My thoughts have been running circles around my golf clubs which have been stowed these past few years, deep within my small cluttered bedroom closet. Wonders it is that such a small closet could manage to hide so many things. Even an entire set of clubs resting in their bag.
I was thinking lately of dragging them out, dusting them off and taking a swing or two out at the driving range. Somehow I have not as yet come to grips with why I pushed them into the closet without so much as a second glance. There was a time when playing golf or a trip to the driving range would be something I happily looked forward to. The connection between myself and the contact with the ball. The balls flight through the air, the aiming at a target, the swing and rethinking of it all.
But just as I walked away without a second glance from a 13 year relationship I also pushed aside all we shared including those clubs which had been a gift. The clubs some how held us together I think. But just like our relationship, they didn’t bend and they didn’t change … and just like me they never said a word about why or when or what they may have been thinking. Perhaps because I just really didn’t know. Perhaps driven like the ball from the tee, somehow I needed to fly.

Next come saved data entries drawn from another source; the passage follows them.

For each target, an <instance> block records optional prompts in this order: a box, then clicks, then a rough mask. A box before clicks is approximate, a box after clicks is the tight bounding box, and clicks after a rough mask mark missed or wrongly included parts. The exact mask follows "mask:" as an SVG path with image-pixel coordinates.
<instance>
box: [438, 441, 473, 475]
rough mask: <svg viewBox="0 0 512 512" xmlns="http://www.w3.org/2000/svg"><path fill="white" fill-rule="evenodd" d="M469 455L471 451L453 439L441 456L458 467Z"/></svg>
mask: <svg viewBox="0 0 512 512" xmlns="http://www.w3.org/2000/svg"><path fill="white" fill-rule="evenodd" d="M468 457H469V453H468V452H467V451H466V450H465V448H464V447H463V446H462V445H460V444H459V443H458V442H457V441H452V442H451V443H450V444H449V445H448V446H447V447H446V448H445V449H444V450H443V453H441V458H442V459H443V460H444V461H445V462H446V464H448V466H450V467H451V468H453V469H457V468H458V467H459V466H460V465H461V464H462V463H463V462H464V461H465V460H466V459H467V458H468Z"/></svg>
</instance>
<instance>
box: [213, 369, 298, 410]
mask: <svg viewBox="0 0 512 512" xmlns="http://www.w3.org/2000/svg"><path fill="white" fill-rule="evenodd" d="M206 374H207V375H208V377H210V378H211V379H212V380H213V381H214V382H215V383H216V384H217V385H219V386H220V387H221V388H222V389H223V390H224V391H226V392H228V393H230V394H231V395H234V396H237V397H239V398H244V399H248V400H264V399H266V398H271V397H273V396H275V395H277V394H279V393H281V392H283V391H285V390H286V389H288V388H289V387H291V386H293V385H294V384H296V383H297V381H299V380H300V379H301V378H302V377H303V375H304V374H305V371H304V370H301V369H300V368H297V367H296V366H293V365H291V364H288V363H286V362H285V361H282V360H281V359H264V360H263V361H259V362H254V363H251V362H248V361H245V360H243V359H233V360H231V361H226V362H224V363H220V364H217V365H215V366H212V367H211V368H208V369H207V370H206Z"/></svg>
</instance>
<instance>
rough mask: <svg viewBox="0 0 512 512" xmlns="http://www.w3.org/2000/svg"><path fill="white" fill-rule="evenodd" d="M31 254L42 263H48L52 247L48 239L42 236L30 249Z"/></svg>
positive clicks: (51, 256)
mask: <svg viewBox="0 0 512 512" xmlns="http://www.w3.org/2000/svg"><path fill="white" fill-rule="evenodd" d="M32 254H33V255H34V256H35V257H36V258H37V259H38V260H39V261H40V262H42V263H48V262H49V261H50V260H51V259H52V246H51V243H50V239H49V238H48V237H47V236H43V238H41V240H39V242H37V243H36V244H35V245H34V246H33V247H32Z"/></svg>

Thinking. I am a person who will trudge through without a complaint. But then I walk away leaving everything askew without it or them or a person or anything understanding or knowing or suspecting something was ever out of place. I realize there is a certain amount of wrong with this. How can anyone be expected to understand the game if I never divulge the rules? And I understand the confusion I leave behind but I also understand the tremendous amount of relief I feel when I finally turn that corner and never look back.
But now over 3 years later and another relationship weaving feelings weighed down by questions … I seek relief. Perhaps it is time to take the clubs out and take a swing.